BIJLAGE G. Verklarende woordenlijst
BIJLAGE G. Verklarende woordenlijst
Afbreekperiode: als er een alarm afgaat wordt eerst gedurende een beperkte periode de interne zoemer geactiveerd
die als afbreekperiode door de monteur is ingesteld. Als u per ongeluk een alarm doet afgaan, kunt u het systeem
binnen de afbreekperiode uitschakelen voordat de sirenes gaan luiden en het alarm wordt gerapporteerd aan de
responders op afstand.
Alarm: Er zijn 2 soorten alarmen:
Luid alarm – de interne en externe sirenes klinken constant en de centrale meldt de event telefonisch.
Stil alarm – de sirenes klinken niet, maar de centrale meldt de event wel telefonisch.
Een alarm wordt veroorzaakt door:
Een beweging die door een bewegingsmelder is gedetecteerd
Een statusverandering die door een magneetcontact is gedetecteerd – een gesloten raam of deur wordt geopend
Rook wordt gedetecteerd door een rookmelder
Er is sabotage aan één van de detectors
Tegelijkertijd op twee noodknoppen te drukken (paniek)
Inschakelen: het alarmsysteem inschakelen is een actie waarbij een alarm afgaat als een zone wordt "gestoord" door
een beweging of bij het openen van een deur of raam.
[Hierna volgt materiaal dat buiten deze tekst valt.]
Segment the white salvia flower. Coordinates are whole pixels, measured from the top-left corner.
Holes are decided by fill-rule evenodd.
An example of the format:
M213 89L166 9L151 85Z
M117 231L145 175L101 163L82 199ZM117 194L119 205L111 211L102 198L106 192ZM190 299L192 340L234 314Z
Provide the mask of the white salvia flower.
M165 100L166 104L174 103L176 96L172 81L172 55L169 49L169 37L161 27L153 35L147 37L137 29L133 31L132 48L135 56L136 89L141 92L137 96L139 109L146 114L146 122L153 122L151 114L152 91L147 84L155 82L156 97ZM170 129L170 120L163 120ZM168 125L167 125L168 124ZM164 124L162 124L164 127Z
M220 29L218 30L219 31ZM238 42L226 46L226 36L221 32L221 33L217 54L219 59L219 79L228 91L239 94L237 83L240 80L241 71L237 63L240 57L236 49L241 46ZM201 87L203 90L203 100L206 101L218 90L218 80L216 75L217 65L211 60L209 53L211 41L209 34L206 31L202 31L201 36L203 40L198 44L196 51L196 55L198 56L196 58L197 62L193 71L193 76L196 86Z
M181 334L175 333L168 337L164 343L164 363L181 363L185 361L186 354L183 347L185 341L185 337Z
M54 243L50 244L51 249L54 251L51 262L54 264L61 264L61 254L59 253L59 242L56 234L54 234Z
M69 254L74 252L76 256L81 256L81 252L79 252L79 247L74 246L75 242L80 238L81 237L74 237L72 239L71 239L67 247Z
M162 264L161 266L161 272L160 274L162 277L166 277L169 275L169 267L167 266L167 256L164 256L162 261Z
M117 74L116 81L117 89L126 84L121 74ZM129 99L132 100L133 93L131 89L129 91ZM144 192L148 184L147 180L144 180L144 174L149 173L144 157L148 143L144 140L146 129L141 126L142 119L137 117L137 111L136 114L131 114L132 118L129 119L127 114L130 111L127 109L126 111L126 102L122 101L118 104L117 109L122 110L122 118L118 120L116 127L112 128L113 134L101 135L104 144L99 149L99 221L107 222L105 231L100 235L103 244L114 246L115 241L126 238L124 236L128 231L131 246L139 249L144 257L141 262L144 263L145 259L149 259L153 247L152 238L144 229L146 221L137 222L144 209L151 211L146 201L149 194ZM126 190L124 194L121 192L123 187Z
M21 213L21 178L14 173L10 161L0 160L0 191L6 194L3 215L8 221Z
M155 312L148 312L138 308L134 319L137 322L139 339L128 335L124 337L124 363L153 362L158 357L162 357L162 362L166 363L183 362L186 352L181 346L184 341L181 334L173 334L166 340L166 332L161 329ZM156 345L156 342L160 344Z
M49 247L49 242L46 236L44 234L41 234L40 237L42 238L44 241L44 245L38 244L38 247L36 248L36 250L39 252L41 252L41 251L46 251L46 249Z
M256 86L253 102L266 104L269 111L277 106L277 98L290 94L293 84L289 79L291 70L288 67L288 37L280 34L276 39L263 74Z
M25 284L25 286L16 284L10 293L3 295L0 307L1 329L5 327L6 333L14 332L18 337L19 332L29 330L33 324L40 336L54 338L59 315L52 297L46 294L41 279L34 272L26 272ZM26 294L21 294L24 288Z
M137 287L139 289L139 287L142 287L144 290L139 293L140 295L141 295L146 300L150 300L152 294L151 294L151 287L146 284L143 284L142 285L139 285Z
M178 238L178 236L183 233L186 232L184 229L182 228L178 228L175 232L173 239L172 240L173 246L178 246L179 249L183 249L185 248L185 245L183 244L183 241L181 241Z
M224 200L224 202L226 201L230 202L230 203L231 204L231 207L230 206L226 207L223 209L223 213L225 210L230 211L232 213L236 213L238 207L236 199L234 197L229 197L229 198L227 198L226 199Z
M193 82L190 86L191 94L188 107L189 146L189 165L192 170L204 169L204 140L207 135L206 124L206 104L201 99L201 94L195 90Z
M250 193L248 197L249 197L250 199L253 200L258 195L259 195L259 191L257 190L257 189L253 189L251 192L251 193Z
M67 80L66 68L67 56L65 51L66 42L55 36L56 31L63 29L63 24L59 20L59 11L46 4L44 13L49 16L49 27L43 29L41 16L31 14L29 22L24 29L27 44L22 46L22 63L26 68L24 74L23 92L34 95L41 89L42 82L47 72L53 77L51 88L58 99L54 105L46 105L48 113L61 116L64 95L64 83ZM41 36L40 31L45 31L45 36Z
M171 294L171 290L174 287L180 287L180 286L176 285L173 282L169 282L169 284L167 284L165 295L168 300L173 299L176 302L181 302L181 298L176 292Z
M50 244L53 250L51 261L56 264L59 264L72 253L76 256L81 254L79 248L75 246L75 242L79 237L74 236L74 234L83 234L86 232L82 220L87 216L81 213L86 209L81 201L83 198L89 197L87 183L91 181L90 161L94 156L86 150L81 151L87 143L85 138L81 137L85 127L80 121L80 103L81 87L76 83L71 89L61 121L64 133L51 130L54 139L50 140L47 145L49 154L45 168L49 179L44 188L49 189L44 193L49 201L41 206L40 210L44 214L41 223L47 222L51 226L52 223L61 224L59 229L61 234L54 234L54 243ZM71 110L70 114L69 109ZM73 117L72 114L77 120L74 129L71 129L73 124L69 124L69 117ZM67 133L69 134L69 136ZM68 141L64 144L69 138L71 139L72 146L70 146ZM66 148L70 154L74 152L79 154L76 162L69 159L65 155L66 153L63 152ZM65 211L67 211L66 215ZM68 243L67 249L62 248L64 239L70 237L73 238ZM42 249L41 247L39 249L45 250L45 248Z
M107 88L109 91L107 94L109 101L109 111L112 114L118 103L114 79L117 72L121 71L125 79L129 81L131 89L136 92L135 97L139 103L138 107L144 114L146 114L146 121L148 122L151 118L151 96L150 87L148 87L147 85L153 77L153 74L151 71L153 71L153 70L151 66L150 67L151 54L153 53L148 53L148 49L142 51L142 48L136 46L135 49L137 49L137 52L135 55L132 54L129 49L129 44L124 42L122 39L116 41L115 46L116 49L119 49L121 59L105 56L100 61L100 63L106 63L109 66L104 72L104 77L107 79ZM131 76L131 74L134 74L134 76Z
De centrale kan zijn ingeschakeld in verschillende modi (zie
AFWEZIG, THUIS, VERSNELD en KINDZENDER).
Toegewezen: Heeft betrekking op zones.
Geassocieerd: Heeft betrekking op apparaten.
AFWEZIG: Bij het waarnemen van beweging zendt de sensor een alarmsignaal naar het systeem. Alle zones, intern
en omtrek evengoed, worden beveiligd.
Deurbelzones: Hiermee kunt u activiteiten in het beveiligde gebied nagaan als het alarmsysteem in de uitgeschakelde
status is. Als een belzone wordt "verstoord" gaat de zoemer twee keer af. De zoemer gaat niet af als de zone weer vrij
komt (terug naar de normale status). Bewoners kunnen deze functie gebruiken om bezoekers aan te kondigen of om
op kinderen te letten. Bedrijven kunnen deze optie gebruiken als klanten het bedrijf binnenkomen of als personeel
beperkte gebieden betreden.
Opmerking: uw installateur zal nooit een 24-uur zone of een brandzone als belzone instellen, daar beide zonetypes
een alarm doen afgaan als het systeem in de uitgeschakelde status is.
Hoewel er meerdere zones als belzones zijn ingesteld, kunt u de belfunctie ook inschakelen of uitschakelen.
Communicators: Heeft betrekking op communicatiekanaal, bijvoorbeeld GSM.
Centrale: De centrale is een elektronische schakelkast met het elektronische circuit en de microprocessor die het
alarmsysteem aansturen. Ze verzamelt informatie van verschillende sensoren, verwerkt deze en zal op verschillende
manieren hierop reageren. Ze bevat ook de gebruikersinterface – bedieningstoetsen, het numerieke keypad, display,
sounder en speaker.
Standaardinstellingen: Instellingen die van toepassing zijn voor een bepaalde groep apparaten.
Detector: Het apparaat dat een alarm verstuurt, dat communiceert met het systeem (bijv. Next PG2 is een
bewegingsdetector, SMD-426 PG2 is een rookmelder).
Uitschakelen: Het tegenovergestelde van inschakelen – een actie waarbij het controlepaneel naar de normale stand-
by status wordt hersteld. In deze status doen alleen brand en 24-uur zones een alarm afgaan als deze worden
verstoord, maar kan er ook een "paniekalarm" afgaan.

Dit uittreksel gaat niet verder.